When a voice message is received:

  1. The audio event is handled through the shared media pipeline.
  2. Audio is downloaded and decrypted, if needed, and registered as a context-scoped attachment.
  3. If STT is configured and succeeds, the audio is transcribed and lightly normalized for mentions and commands.
  4. If STT is unavailable, disabled, or fails, MindRoom falls back to 🎀 [Attached voice message].
  5. The normalized text plus attachment metadata is dispatched using the normal routing and thread logic.
  6. If routing is ambiguous in a multi-agent room, the router posts a visible handoff message.
  7. If voice.visible_router_echo is enabled and the router is present and allowed to reply, the router also posts the normalized voice text as a display-only message.
  8. Otherwise, no extra router message is posted and the chosen agent replies directly.
  9. The responding agent receives the original audio attachment alongside the normalized prompt.

Configuration

Enable STT and voice-intelligence formatting in config.yaml:

voice:
  enabled: true
  visible_router_echo: false
  stt:
    provider: openai
    model: whisper-1
    # Optional: custom endpoint (without /v1 suffix)
    # host: http://localhost:8080
  intelligence:
    model: default  # Model used for command recognition

Or use the dashboard's Voice tab.

With voice.enabled: false, audio messages are still surfaced as attachments with the fallback prompt.
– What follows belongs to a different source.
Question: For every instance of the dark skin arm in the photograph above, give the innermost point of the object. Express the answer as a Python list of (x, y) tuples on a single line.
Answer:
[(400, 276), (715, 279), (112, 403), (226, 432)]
Enabling voice adds STT and command-recognition on top of that attachment flow. With voice.visible_router_echo: true, the router also posts the normalized transcript or fallback text for inspection when it is present in the room and allowed to reply.

STT Providers

MindRoom uses the OpenAI-compatible transcription API. Any service that implements the /v1/audio/transcriptions endpoint will work.

OpenAI Whisper (Cloud)

voice:
  enabled: true
  stt:
    provider: openai
    model: whisper-1

Requires OPENAI_API_KEY environment variable.

Self-Hosted Whisper

voice:
  enabled: true
  stt:
    provider: openai
    model: whisper-1
    host: http://localhost:8080

Note: Do not include /v1 in the host URL - MindRoom appends /v1/audio/transcriptions automatically.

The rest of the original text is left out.